Aos 34 anos, senti um caroço. Quando veio o resultado do câncer na mama direita, passei os primeiros 15 dias com medo de não ver meu filho crescer. Ele tinha 15 anos na época. Depois pensei: 'Vou tirar a mama, colocar silicone e pronto'.

A ficha caiu mesmo quando fiz quimioterapia e o cabelo caiu. O câncer de mama mexe muito com a feminilidade.

Fiz tratamento com quimio e radioterapia, além de seis cirurgias para a retirada e reconstrução das mamas, por dois anos. Minha mastectomia aconteceu em novembro de 2014. E optei por fazer a reconstrução imediata do seio.

Um ano depois, tomei a decisão de fazer o teste genético para saber se tinha a mutação, mas veio tudo normal. Mesmo assim, decidi retirar a outra mama. Foi uma opção muito pessoal. Esperar outro câncer? Não. Tenho uma amiga que já retirou uns 17 nódulos e é toda retalhada. Penso se não seria melhor tirar a mama toda de uma vez, mas não sou médica.

O médico foi contra a minha decisão, mas eu não queria passar por todo o tratamento de novo, caso voltasse a ter câncer. E pensei muito na parte estética, porque queria que minha reconstrução ficasse em harmonia com o outro seio. O médico ainda explicou que eu não teria sensibilidade no bico do peito, nem poderia amamentar mais, se quisesse. Mas eu já tinha um filho e acredito que a sensibilidade é algo muito psicológico. Depende de como sou tocada. Isso não mexeu com a minha libido. Nem durante o tratamento.

A minha cabeça ficou muito no lugar e tive um grande respaldo da família e dos amigos. Sou vaidosa. Ia para a quimio de salto e maquiada, para ninguém me ver abatida. Usei peruca e poucas pessoas me viram careca. Também me obrigava a sair, ia a festas. Quando fiz a primeira mastectomia, viajei. Tentei levar a vida o mais normal possível.

É preciso desmistificar a crença de que o câncer é algo horrível, de que todo mundo vai morrer.

Sou mais feliz hoje e penso que estou muito mais bonita."

Leticia Reimer, 41, administradora, de São Carlos (SP)

O mapeamento

O exame genético que identifica as mutações nos genes BRCA1 ou BRCA2 existe há pelo menos 20 anos no mundo, mas tornou-se mais popular à medida em que o custo médio para fazê-lo —que já chegou a R$ 10 mil— foi diminuindo.

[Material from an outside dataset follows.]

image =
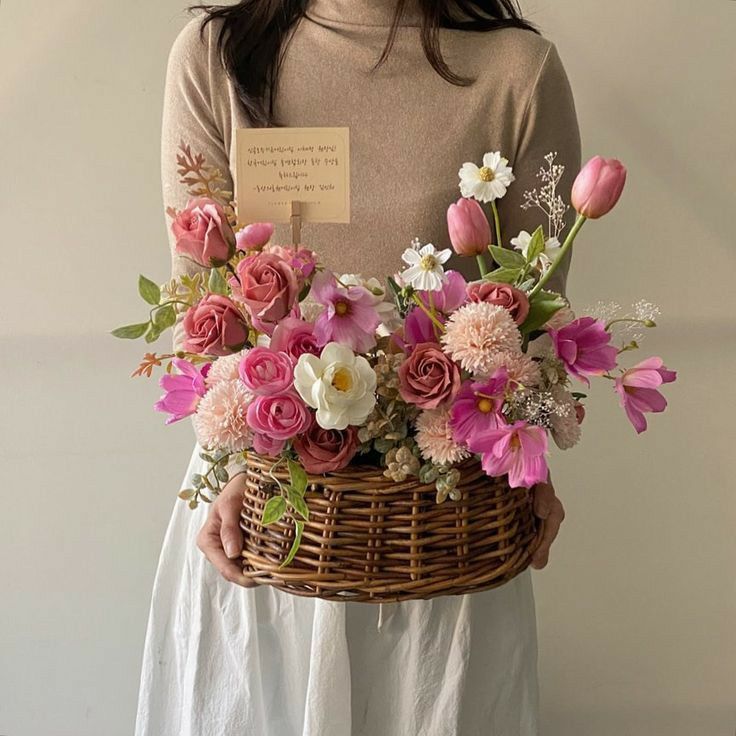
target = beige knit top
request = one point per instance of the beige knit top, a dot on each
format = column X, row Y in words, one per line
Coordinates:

Hoje, o teste custa em torno de R$ 1.500 e não é coberto pelo SUS. Ele pode ser coberto por planos de saúde, mas em casos em que a mulher já teve o câncer de mama, tem dois parentes de 1° e 2° graus do mesmo lado da família (pai ou mãe) com diagnóstico de câncer de mama abaixo de 50 anos, ou três parentes com esse diagnóstico, abaixo de 60 anos, segundo a ANS (Agência Nacional de Saúde).

O câncer de mama é o de maior incidência entre as mulheres no mundo, representando 24,2% do total de casos em 2018, com aproximadamente 2,1 milhão de casos novos. Entre 2020 e 2022, estima-se que o Brasil terá 66.280 novos casos para cada ano. Em 2018, 17.572 mulheres morreram de câncer de mama, segundo dados disponíveis no site do Inca (Instituto Nacional de Câncer).